Jan 1, 2020 | The Power of Philanthropy

The three simple words are: “I’m so sorry!” quickly followed by: “…and even more sorry it happened to you!” Nobody likes to make a mistake, but learning to apologize quickly and genuinely is a valuable fundraising skill. Our instinct may be to defend our actions and hope the issue is forgotten. With donors and prospects (and friends and family, for that matter), this is never a good strategy. Instead, we should welcome every opportunity to show, not just tell, a donor we have made a mistake.

After the New Year’s celebrations are over and your organization is reflecting on its best quarter of 2019, you are very likely to return to the office owing at least one apology to an upset donor. Some development directors cringe at the thought of having to respond to these messages. However, if you think of it as an opportunity to connect with your donors, it becomes a great way to deepen the relationship.
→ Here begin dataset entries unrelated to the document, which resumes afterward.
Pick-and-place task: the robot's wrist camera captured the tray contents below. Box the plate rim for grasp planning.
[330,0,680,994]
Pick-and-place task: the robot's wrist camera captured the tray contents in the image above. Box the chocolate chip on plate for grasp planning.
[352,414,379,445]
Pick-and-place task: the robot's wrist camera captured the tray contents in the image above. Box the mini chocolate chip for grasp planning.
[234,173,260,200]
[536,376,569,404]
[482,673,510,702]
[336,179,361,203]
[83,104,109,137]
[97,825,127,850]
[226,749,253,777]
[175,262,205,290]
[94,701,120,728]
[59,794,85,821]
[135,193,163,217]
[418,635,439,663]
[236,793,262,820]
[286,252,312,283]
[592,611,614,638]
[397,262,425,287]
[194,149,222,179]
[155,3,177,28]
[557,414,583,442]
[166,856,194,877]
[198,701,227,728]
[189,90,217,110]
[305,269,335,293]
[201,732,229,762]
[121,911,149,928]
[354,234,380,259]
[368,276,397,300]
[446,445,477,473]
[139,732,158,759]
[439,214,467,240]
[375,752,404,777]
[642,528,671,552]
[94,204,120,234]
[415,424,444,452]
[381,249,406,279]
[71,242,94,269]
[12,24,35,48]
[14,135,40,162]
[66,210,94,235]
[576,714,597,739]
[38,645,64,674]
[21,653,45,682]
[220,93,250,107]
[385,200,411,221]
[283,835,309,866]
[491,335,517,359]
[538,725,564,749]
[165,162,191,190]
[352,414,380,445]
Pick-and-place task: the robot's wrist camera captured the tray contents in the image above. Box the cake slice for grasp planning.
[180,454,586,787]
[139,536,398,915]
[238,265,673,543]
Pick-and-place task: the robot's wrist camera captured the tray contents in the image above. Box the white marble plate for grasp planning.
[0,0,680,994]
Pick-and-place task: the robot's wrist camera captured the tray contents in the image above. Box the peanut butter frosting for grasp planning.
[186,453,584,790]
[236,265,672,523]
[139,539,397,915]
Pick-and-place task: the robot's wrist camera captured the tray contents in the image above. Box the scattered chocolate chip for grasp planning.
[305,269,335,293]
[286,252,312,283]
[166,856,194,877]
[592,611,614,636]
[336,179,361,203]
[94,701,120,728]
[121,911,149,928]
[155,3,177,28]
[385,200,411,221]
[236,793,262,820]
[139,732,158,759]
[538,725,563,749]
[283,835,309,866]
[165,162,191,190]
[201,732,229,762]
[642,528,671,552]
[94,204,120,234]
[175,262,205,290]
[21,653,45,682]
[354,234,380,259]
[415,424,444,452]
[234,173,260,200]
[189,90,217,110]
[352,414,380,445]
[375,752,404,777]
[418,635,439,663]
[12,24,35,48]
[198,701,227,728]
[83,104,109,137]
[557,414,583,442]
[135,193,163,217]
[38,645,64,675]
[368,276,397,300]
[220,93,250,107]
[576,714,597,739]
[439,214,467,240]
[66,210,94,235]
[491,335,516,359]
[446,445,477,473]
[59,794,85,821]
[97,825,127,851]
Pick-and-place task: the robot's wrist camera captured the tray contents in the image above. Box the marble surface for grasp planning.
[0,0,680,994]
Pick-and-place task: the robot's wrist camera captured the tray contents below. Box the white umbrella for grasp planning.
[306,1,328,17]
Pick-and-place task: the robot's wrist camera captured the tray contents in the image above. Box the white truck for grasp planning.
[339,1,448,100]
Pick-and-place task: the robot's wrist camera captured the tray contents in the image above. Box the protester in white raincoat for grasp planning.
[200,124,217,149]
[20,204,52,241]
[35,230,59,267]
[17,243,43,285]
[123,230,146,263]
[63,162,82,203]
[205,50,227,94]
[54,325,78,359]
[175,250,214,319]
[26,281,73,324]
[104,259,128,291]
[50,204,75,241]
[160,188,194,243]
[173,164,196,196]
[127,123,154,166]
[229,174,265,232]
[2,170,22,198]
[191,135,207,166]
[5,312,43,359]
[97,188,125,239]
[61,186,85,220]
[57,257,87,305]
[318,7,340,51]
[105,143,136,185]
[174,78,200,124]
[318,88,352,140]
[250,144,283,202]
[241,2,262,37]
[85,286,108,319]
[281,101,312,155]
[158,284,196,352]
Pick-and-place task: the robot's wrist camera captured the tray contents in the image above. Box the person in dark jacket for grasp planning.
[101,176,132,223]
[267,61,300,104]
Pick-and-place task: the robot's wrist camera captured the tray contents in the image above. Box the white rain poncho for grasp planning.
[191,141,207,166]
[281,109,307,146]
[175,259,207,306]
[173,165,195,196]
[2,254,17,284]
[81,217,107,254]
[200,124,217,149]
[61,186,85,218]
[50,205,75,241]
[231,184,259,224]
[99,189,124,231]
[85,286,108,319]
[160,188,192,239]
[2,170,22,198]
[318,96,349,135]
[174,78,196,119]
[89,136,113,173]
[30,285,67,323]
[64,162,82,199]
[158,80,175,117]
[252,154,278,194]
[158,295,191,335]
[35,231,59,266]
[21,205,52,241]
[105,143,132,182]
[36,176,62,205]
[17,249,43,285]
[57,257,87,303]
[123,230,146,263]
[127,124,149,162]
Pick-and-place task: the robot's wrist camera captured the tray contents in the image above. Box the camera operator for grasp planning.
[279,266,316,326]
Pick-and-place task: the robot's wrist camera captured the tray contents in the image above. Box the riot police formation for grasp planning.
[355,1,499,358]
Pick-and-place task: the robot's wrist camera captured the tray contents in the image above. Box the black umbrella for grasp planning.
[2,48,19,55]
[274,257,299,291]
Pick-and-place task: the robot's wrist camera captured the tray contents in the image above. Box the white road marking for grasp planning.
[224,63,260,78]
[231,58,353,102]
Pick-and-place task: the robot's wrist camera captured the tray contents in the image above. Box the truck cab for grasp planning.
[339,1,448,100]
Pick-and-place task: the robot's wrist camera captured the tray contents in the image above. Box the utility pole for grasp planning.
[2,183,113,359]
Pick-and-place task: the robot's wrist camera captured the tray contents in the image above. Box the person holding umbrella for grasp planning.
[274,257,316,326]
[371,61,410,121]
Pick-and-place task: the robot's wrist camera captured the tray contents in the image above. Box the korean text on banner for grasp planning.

Remember, donors who care make the effort to point out our error. If they didn’t care about the organization, they probably wouldn’t bother. They would just ignore the issue and go away.

My daughter used to love a show called, “Daniel Tiger.” It’s a PBS program that helps kids identify and express a wide range of emotions, often through annoying, yet memorable, little tunes. There’s an episode about apologizing, and the song has the line: “Saying I’m sorry is the first step, then, how can I help?”

If you’ve seen that episode, I’m so sorry. Because now, you will have the tune stuck in your head. But what a great message! An apology doesn’t mean much if we don’t offer to correct the mistake or help make the situation better. Apologizing to donors because we’ve accidentally included a past spouse in the salutation, didn’t have the correct past giving amount on their appeal letter or forgot to include them on a year-end donor recognition, etc. doesn’t have to be a painful call (and, yes, it should be a call not an email or letter).

Genuine apologies never contain the words “if” or “but.” We may have many reasons to defend our actions. Maybe it really was the donor’s mistake or that of another colleague in the office, but we aren’t connecting to defend our actions. We are reaching out, because the relationship is important. So, as you start the New Year, remember three of the most simple, but powerful, words you will use in 2020: “I’m so sorry.”

Janell Johnson
Executive Vice President

Hartsook
Wilmington, N.C.
[email protected]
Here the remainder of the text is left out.